问题
I define a Document object for my product entity which has several fields: Title, Brand, Category, Size, Color, Material.
Now I want to support user to do an AND search on multiple fields. Any document that have one, two or more fields contain all the search words will be responded.
For example, when user enter "gucci shirt red" I want to return all documents that have fields matched with all 3 tokens "gucci", "shirt" AND "red". So all documents below will be responded:
1.Documents with title contains all the 3 words, for example Title = "Gucci Modern Shirt Red" or "Gucci blue shirt"...
2.Documents with Title = "Gucci classical shirt" AND Color = "red"
3.Documents with Category = "mens shirt" AND Brand = "gucci" AND Color = "red"
4.etc..
I know that Lucene support operator + that do a MUST for search query. For example I can translate the above keyword to query "+gucci +shirt +red" then I'm sure documents of example (1) above will definitely be responded. But does it work for cases (2) and (3) above ?
回答1:
No, when not given a a field to search explicitly in the query, it will go to the default field, which it would appear is the "title" in your case.

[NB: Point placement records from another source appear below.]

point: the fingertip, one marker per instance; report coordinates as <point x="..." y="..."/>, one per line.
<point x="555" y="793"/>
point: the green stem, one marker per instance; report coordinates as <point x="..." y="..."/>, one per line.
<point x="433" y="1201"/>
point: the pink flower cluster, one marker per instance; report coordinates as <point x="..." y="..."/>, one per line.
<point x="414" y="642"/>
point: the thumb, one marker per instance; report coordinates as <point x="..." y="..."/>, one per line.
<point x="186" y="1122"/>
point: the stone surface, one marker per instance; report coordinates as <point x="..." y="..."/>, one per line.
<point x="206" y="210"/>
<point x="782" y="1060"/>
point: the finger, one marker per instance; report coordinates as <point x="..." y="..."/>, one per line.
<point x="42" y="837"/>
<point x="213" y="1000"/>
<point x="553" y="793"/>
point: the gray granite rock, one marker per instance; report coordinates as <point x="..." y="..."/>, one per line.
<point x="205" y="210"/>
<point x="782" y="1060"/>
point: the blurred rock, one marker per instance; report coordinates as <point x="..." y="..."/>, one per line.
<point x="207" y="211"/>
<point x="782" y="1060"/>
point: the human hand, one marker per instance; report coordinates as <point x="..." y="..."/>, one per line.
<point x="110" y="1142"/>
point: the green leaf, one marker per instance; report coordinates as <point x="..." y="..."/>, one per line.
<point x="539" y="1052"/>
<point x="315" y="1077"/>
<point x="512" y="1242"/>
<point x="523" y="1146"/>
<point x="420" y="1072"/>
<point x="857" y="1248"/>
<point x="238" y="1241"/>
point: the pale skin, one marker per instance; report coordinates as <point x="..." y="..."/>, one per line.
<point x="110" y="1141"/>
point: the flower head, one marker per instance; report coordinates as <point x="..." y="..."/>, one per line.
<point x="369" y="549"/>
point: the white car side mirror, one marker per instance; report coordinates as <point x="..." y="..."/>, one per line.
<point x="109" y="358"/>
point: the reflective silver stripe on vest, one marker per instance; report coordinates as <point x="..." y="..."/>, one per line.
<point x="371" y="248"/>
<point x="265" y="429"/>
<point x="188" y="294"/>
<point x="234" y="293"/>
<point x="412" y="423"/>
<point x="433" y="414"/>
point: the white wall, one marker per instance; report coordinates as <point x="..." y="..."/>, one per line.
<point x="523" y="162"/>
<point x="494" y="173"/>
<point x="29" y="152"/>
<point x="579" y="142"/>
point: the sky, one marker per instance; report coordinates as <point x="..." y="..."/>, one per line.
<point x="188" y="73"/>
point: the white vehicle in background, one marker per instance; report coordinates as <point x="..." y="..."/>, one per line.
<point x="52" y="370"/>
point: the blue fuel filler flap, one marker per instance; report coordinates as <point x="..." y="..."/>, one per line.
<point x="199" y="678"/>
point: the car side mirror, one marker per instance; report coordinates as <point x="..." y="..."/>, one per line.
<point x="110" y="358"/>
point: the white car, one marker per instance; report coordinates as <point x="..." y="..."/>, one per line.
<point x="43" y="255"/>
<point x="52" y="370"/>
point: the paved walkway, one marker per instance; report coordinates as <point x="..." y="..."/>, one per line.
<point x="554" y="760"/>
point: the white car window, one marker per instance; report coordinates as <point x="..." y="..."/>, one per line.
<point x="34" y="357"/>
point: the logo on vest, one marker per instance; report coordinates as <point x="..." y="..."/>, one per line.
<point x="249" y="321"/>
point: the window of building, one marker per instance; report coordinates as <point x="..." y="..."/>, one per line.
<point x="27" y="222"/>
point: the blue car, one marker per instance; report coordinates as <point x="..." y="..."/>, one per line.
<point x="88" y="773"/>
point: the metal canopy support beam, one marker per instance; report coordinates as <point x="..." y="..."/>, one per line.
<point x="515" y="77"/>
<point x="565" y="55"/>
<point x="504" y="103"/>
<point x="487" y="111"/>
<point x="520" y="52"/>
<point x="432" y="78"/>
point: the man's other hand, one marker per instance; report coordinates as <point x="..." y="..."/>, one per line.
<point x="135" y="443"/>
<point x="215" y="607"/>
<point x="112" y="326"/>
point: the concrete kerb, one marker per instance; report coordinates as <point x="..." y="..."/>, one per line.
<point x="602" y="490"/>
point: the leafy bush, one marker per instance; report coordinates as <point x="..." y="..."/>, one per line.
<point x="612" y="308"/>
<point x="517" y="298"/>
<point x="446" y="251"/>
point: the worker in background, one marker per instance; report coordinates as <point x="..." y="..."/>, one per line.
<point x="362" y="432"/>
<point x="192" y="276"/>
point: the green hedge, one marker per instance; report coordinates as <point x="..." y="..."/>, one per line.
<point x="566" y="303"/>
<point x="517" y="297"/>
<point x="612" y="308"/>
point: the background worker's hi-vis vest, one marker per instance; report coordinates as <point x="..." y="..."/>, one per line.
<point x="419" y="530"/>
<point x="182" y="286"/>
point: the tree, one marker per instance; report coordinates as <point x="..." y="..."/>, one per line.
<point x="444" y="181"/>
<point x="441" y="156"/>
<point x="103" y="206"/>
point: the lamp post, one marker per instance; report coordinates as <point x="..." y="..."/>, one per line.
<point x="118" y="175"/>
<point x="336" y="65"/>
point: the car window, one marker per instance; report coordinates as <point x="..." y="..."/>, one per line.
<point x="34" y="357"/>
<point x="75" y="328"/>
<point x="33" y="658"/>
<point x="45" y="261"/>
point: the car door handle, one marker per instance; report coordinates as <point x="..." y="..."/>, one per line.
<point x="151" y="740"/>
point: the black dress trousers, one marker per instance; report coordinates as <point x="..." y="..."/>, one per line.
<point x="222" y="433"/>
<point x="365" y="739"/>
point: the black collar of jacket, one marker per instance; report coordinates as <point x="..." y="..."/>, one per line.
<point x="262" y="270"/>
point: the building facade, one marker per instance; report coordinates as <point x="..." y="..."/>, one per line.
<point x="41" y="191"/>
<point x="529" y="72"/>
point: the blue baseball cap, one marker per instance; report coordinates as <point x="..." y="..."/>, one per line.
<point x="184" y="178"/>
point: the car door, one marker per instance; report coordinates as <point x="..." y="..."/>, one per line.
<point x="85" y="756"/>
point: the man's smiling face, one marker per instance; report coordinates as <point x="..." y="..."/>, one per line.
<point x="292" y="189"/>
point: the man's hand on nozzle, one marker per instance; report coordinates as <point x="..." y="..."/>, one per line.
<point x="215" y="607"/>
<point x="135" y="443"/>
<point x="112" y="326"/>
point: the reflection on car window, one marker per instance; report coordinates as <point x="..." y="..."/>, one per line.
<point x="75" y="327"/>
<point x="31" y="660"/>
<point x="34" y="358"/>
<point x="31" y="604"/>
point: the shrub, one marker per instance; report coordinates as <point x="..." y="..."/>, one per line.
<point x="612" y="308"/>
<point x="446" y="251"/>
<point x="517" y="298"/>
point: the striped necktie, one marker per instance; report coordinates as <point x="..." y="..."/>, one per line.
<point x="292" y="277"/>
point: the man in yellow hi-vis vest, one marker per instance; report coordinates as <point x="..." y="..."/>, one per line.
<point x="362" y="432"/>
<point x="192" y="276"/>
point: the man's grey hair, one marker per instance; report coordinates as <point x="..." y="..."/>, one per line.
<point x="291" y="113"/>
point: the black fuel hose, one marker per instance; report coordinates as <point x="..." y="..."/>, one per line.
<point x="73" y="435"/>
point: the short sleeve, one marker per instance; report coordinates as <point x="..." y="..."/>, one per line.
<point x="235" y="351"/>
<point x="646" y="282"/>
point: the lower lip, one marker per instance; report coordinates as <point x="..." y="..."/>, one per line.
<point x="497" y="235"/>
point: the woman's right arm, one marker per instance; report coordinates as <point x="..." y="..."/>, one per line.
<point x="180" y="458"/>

You would need a query more like:
+shirt +color:red +brand:gucci
for instance.
Or, one common usage is to set up a catch all field, in which all (or a large subset) of searchable data is mashed together, allowing you to search everything in a very loose fashion, on that field, in which case you would just use something like:
all:(+shirt +gucci +red)
Or, if you made that field your default field instead:
+shirt +gucci +red
As you indicated.
回答2:
When doing these types of queries I like to: create a master BooleanQuery and add several sub-queries that work together to give the best result:
- TermQuery: (exact match), someone types in the exact match of the title
- PhraseQuery: (use slop), so if you have "Gucci Modern Shirt Red" and someone types in "Gucci Shirt" (notice one word gap) it would match
- FuzzyQuery: (slow on large(> 50 million records)/non-memory indexes) to account for potential misspellings
- Boolean SubQuery: with all of the terms seperated and OR'ed. Queries matching 1 our of 4 words will have low score however 3/4 words will have a higher score.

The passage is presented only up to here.